Source code for kingfisher_scrapy.downloadhandlers

# https://docs.scrapy.org/en/latest/topics/download-handlers.html
import asyncio
import logging

from curl_cffi import requests
from curl_cffi.const import CurlIpResolve, CurlOpt
from curl_cffi.requests.exceptions import RequestException, Timeout
from scrapy.exceptions import DownloadFailedError, DownloadTimeoutError
from scrapy.http import Headers
from scrapy.responsetypes import responsetypes

logger = logging.getLogger(__name__)



[docs]
class CurlImpersonateDownloadHandler:
    """
    A download handler that uses ``curl_cffi`` to impersonate a browser's TLS/JA3 fingerprint.

    Some sites use an anti-bot service (like Cloudflare) that rejects Scrapy's default Twisted client by its TLS/JA3
    fingerprint. ``curl_cffi`` reproduces a real browser's fingerprint.

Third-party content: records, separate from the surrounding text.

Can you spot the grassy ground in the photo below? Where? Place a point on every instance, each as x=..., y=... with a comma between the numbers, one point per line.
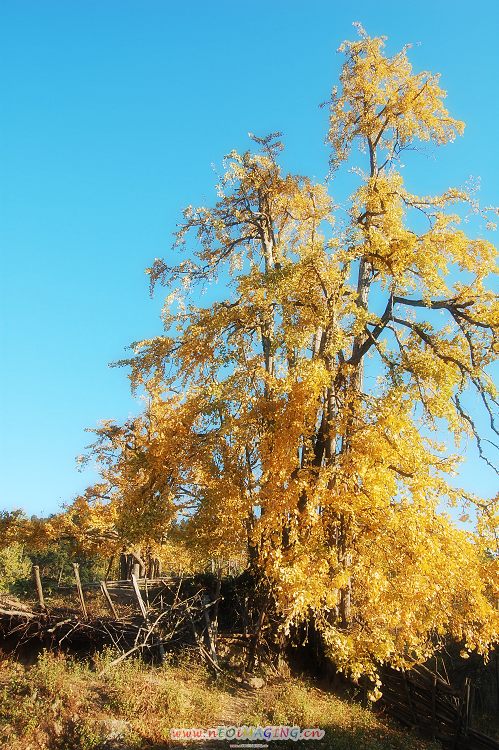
x=61, y=704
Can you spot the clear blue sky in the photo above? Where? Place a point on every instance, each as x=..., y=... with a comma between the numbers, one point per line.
x=112, y=113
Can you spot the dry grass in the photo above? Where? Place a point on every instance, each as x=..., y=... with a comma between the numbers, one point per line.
x=60, y=704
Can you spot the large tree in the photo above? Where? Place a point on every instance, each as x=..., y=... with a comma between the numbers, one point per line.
x=262, y=430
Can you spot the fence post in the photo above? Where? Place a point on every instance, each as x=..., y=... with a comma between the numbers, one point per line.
x=109, y=601
x=39, y=589
x=76, y=569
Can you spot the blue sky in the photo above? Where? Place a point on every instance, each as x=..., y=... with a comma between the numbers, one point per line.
x=112, y=115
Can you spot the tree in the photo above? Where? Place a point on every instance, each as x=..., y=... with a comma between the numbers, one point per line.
x=262, y=431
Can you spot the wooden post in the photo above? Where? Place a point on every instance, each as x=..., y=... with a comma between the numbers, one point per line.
x=108, y=572
x=39, y=589
x=76, y=569
x=214, y=617
x=109, y=601
x=140, y=601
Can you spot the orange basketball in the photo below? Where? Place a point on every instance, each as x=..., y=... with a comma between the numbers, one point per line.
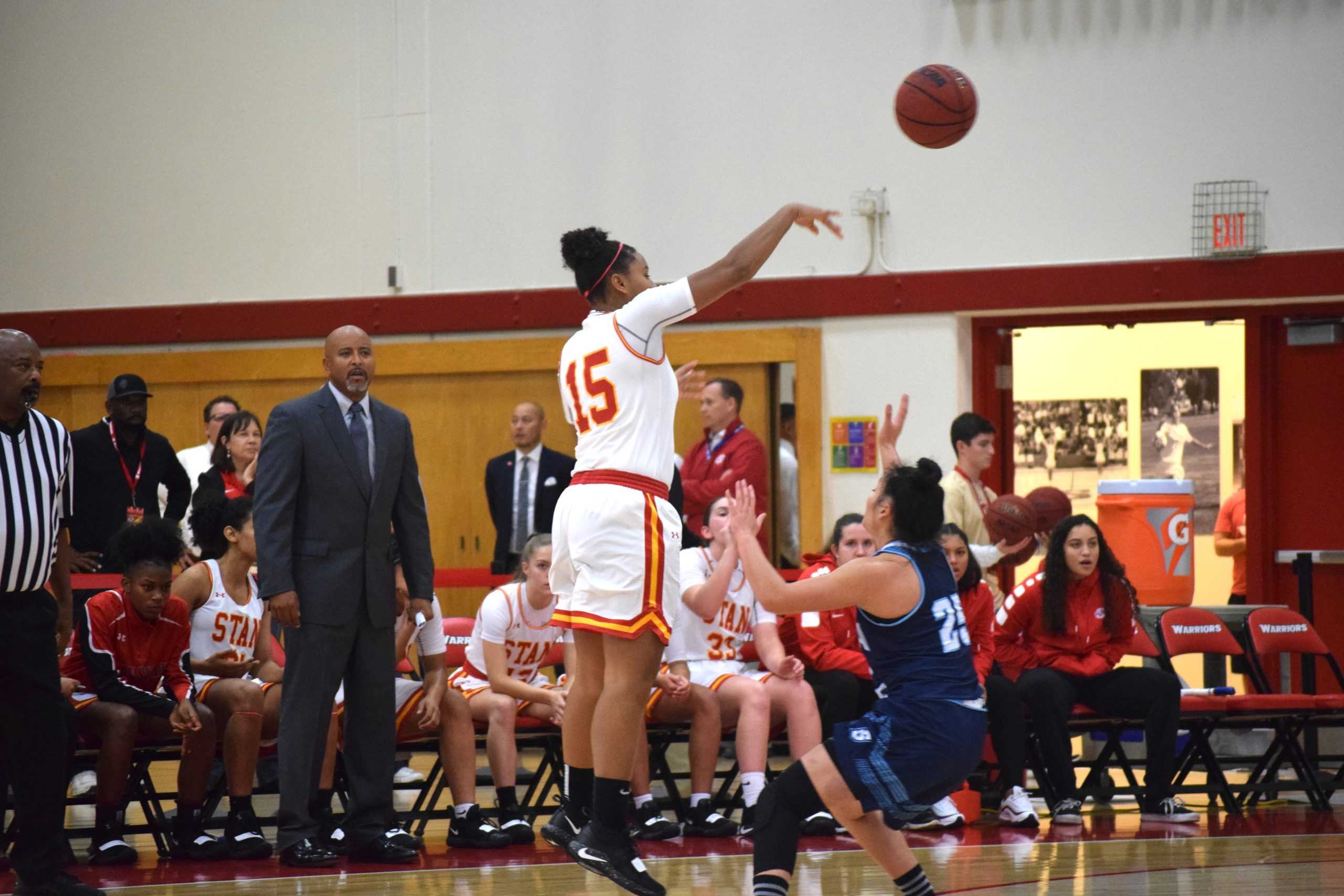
x=1010, y=519
x=936, y=107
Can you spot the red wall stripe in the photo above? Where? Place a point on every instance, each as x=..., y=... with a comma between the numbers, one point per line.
x=1064, y=287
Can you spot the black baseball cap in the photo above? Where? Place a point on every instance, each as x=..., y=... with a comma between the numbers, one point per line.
x=127, y=385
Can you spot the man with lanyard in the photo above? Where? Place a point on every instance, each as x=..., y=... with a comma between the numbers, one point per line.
x=965, y=498
x=35, y=479
x=728, y=453
x=120, y=465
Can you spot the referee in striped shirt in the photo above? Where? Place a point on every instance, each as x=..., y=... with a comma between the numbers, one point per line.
x=35, y=481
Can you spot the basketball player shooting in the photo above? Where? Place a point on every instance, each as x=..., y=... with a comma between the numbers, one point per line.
x=927, y=731
x=616, y=537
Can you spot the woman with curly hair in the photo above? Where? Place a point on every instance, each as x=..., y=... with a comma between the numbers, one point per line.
x=1059, y=636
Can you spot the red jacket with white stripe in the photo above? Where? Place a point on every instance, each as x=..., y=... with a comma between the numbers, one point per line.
x=826, y=640
x=124, y=659
x=979, y=608
x=1085, y=648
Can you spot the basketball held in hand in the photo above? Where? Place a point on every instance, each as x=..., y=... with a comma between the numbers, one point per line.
x=1052, y=507
x=1010, y=519
x=936, y=107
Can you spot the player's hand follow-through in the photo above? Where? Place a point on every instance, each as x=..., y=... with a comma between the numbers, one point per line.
x=810, y=217
x=690, y=382
x=284, y=608
x=742, y=516
x=890, y=431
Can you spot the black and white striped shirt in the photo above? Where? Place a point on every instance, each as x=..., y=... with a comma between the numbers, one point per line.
x=37, y=483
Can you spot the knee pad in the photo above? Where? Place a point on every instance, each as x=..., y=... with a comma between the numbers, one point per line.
x=783, y=806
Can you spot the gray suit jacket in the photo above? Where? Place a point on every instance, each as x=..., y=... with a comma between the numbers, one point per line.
x=320, y=530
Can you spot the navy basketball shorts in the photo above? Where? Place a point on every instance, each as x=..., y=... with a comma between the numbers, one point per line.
x=905, y=757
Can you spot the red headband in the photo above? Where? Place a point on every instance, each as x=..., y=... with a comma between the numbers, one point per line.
x=618, y=250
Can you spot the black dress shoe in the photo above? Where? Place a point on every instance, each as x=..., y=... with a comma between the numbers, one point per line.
x=308, y=853
x=385, y=852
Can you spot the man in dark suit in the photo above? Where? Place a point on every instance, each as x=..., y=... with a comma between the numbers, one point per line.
x=335, y=476
x=523, y=487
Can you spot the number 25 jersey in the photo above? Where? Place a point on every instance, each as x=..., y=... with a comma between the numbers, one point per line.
x=618, y=388
x=927, y=653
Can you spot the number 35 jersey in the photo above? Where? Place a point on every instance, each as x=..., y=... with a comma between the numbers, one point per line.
x=927, y=653
x=618, y=388
x=721, y=638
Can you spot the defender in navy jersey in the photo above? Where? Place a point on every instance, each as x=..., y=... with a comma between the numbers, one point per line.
x=927, y=731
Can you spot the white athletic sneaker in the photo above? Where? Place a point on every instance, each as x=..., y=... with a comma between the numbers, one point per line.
x=82, y=784
x=1170, y=810
x=941, y=815
x=407, y=775
x=1016, y=810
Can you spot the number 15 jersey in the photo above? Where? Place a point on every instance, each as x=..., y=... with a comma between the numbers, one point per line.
x=618, y=388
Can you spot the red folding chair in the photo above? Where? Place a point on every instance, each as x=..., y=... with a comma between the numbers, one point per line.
x=1196, y=630
x=1273, y=630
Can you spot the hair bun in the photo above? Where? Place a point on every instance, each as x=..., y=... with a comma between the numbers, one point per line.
x=584, y=246
x=928, y=472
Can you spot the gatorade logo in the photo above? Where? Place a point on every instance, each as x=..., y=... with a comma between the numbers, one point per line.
x=1172, y=531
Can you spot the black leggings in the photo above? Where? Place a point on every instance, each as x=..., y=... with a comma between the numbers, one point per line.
x=1151, y=695
x=842, y=696
x=1007, y=727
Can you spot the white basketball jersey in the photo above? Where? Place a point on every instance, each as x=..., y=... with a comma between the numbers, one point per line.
x=219, y=624
x=722, y=638
x=618, y=388
x=507, y=618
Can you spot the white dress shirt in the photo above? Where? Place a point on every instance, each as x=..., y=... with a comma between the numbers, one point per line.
x=344, y=404
x=534, y=462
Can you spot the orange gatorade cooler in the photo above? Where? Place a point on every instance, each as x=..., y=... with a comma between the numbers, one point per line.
x=1147, y=524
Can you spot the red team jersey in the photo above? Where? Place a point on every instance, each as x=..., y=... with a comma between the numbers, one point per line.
x=124, y=659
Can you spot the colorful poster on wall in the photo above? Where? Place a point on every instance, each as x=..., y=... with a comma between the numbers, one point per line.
x=854, y=445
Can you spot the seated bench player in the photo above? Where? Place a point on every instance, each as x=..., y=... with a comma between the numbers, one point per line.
x=128, y=662
x=676, y=700
x=718, y=616
x=502, y=678
x=230, y=655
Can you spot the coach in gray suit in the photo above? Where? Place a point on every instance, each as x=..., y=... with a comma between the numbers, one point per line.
x=335, y=476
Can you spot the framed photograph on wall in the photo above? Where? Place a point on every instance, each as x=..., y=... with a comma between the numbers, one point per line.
x=1180, y=434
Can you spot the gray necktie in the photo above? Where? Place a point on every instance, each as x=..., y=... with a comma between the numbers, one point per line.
x=524, y=500
x=359, y=434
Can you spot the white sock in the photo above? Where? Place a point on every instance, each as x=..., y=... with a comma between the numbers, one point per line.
x=753, y=782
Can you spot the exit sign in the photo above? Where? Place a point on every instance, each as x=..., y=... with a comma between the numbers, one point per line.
x=1227, y=219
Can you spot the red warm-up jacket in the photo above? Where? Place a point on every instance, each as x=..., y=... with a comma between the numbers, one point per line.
x=826, y=640
x=704, y=480
x=1085, y=648
x=979, y=606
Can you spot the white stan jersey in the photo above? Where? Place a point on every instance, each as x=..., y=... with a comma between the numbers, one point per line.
x=722, y=638
x=618, y=388
x=507, y=618
x=219, y=624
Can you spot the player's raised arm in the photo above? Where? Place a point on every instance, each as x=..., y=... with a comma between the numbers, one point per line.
x=745, y=260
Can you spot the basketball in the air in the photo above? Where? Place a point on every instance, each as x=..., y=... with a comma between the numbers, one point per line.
x=1022, y=556
x=1052, y=507
x=936, y=105
x=1010, y=519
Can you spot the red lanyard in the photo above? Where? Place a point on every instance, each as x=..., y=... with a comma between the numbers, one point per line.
x=710, y=453
x=125, y=471
x=976, y=488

    To use it for a spider, override the ``https`` (and/or ``http``) handler in the spider's ``custom_settings``:

    .. code-block:: python

       custom_settings = {
           "DOWNLOAD_HANDLERS": {
               "https": "kingfisher_scrapy.downloadhandlers.CurlImpersonateDownloadHandler",
           },
       }

    And optionally:

    -  Set the ``CURL_IMPERSONATE`` setting to a `browser profile <https://github.com/lexiforest/curl_cffi#sessions>`__.
       Choose a specific version (like ``"chrome146"``) for a consistent fingerprint across ``curl_cffi`` upgrades.
    -  Set the ``CURL_IP_VERSION`` setting to ``"4"`` or ``"6"`` for a consistent version across requests. If unset,
       ``curl_cffi`` chooses.
    """

    lazy = True

    IP_RESOLVE = {"4": CurlIpResolve.V4, "6": CurlIpResolve.V6}

    def __init__(self, settings):
        self.impersonate = settings.get("CURL_IMPERSONATE") or "chrome"
        self.ip_resolve = self.IP_RESOLVE.get(settings.get("CURL_IP_VERSION"))


[docs]
    @classmethod
    def from_crawler(cls, crawler):
        return cls(crawler.settings)



[docs]
    async def download_request(self, request):
        return await asyncio.to_thread(self._download, request)



[docs]
    async def close(self):
        pass


    def _download(self, request):
        kwargs = {
            "method": request.method,
            "url": request.url,
            # curl_cffi expects a plain dict of strings. Join multi-valued headers like Scrapy's HTTP/1.1 handler.
            "headers": {key.decode(): b", ".join(values).decode() for key, values in request.headers.items()},
            "data": request.body,
            "impersonate": self.impersonate,
            # Let Scrapy's RedirectMiddleware handle redirects.
            "allow_redirects": False,
        }
        # Scrapy sets the download_timeout meta from the DOWNLOAD_TIMEOUT setting.
        if timeout := request.meta.get("download_timeout"):
            kwargs["timeout"] = timeout
        # curl_cffi must ignore the http_proxy and https_proxy environment variables, unless HTTPPROXY_ENABLED is True.
        proxy = request.meta.get("proxy") or ""
        kwargs["proxies"] = {"http": proxy, "https": proxy}
        # Force the IP version, so that the request uses, e.g., the same version that solved a Cloudflare challenge.
        if self.ip_resolve is not None:
            kwargs["curl_options"] = {CurlOpt.IPRESOLVE: self.ip_resolve}

        try:
            response = requests.request(**kwargs)
        # Translate curl_cffi exceptions to Scrapy exceptions.
        except Timeout as exception:  # Timeout is a subclass of RequestException.
            raise DownloadTimeoutError(str(exception)) from exception
        except RequestException as exception:
            raise DownloadFailedError(str(exception)) from exception

        # curl_cffi already decompressed the body, so drop Content-Encoding (and the now-incorrect Content-Length), to
        # stop Scrapy's HttpCompressionMiddleware from trying to decompress it again (raising BadGzipFile).
        headers = Headers(
            [
                (name, value)
                for name, value in response.headers.multi_items()
                if name.lower() not in ("content-encoding", "content-length")
            ]
        )
        response_class = responsetypes.from_args(headers=headers, url=response.url, body=response.content)
        return response_class(
            url=response.url,
            status=response.status_code,
            headers=headers,
            body=response.content,
            request=request,
        )